The grammar police (“To correct and serve”) have a legitimate complaint. Language is under assault, and the malevolent perpetrators are, as in Dickens’s time, ignorance and want. No offense to educators (take note—offense intended by its denial), grammar isn’t being effectively taught. Even newspaper headlines contain horrible gaffes (“Bishops Agree Sex Abuse Rules”).
On the other hand, the silent judgment of grammar totalitarians can have a dampening effect on communication, which is the legitimate purpose of language.

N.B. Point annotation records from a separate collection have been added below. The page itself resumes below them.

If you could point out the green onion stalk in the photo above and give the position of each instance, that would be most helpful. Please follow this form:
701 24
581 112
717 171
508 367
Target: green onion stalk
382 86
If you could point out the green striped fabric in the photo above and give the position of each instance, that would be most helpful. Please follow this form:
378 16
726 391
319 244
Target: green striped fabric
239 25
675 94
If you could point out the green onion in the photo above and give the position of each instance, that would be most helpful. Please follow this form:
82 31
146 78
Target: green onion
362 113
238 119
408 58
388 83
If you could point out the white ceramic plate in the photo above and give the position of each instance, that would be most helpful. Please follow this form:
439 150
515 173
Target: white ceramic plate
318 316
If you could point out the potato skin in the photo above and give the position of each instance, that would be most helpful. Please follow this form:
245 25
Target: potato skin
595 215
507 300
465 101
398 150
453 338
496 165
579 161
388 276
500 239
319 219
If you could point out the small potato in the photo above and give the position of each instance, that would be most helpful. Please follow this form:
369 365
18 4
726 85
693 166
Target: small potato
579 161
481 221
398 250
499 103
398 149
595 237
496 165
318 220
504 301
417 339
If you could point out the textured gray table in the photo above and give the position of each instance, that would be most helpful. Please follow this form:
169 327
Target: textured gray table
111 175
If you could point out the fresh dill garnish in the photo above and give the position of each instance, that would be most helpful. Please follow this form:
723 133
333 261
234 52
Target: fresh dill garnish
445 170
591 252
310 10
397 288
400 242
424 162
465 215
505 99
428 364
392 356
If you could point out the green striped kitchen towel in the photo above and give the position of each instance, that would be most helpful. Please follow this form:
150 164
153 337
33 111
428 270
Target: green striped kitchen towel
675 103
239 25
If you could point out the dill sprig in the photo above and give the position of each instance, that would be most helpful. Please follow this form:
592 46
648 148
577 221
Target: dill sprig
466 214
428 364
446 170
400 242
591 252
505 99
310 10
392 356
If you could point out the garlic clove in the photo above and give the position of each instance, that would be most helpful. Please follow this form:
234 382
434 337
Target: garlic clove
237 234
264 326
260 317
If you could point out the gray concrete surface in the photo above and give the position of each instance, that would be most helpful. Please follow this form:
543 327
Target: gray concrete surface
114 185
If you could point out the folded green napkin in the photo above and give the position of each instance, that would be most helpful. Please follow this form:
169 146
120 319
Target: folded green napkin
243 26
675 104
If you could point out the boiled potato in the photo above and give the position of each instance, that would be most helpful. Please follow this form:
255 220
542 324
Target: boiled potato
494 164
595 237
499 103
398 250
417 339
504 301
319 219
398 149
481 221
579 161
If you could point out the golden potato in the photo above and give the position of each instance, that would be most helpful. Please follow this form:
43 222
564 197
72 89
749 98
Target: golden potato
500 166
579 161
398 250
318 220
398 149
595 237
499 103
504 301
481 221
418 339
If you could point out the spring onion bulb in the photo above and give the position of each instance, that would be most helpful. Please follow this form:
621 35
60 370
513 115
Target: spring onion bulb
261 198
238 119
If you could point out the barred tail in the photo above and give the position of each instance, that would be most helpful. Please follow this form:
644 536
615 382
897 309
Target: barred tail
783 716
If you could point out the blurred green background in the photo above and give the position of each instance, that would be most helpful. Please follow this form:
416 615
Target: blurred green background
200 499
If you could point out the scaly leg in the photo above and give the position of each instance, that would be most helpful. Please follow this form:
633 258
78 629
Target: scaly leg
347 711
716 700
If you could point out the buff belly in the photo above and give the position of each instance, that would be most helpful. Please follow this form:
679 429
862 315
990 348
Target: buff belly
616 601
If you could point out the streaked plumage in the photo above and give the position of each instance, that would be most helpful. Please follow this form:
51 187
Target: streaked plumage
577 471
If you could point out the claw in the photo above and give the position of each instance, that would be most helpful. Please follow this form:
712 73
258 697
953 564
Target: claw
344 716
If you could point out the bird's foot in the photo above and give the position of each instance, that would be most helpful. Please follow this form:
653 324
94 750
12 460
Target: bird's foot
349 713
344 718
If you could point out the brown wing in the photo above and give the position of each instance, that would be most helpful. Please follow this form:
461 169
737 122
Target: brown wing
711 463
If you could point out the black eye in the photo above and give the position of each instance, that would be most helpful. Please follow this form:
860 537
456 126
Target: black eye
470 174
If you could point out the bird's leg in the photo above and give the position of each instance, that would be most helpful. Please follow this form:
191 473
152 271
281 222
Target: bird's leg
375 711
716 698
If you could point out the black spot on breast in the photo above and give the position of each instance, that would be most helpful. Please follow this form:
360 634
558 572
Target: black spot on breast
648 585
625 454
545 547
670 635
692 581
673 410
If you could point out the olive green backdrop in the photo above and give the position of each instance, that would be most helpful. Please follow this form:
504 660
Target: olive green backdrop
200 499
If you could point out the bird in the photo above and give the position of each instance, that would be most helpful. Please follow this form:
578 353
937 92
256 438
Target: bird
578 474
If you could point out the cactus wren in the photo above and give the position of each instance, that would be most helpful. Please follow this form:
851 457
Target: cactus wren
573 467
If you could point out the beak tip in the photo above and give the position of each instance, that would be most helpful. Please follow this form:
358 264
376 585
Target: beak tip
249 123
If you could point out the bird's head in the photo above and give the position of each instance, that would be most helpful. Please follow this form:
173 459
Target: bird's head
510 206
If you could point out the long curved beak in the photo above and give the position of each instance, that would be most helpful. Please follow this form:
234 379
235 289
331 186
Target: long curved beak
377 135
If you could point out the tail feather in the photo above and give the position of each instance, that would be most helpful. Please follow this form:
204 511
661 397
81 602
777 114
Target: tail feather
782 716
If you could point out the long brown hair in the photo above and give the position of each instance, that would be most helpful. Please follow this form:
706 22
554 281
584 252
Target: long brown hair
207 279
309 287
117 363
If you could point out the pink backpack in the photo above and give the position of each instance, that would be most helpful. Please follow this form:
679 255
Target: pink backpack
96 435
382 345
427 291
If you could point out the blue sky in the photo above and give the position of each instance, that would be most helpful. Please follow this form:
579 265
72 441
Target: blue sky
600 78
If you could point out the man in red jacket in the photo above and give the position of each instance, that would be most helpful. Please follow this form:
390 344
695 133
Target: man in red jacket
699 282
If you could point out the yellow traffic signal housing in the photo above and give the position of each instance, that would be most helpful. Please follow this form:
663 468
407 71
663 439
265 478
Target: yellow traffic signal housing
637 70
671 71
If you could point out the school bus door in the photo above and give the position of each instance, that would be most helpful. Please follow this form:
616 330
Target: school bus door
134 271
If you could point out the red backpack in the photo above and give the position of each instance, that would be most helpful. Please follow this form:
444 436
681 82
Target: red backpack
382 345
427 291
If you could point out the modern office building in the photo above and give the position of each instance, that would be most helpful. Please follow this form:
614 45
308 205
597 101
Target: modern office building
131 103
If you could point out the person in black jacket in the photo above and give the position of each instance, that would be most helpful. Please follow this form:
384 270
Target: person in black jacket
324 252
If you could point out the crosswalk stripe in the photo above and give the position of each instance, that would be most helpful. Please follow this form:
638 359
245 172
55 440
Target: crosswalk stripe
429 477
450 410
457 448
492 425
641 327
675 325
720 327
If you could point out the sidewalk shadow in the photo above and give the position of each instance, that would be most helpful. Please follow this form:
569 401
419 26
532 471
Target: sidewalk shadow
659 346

To dismiss an argument over grammar flaws, instead of faux facts or logical fallacies, strikes me as a modern form of class snobbery (and a cheap way to avoid an otherwise well-structured claim).
Authors know that grammar and punctuation serve an important purpose. For a serious explanation of what that purpose is, read my blog post on punctuation:
But why so serious? We’re not all writers, and not all communication needs rigorous editing. In our contentious political world, there seems to be no middle ground for any dispute. If only someone could clear up a few of the more common errors with an out-of-the-box solution…
With that in mind, allow me to propose a tiny fix. One of the more vexing grammar errors involves the use of your and you’re. What if, instead of killing a forest full of trees in the form of blue pencils, we simply agreed to use the third in the triad of homonyms—yore.
I can hear you now. Yore right. Yore idea is perfect!
Start there (not their) friends. Baby steps! But if this works, I’ll write a blog that will forever solve the problem of the indefinite pronoun in conjunction and possessive forms. Don’t scoff. Itz possible.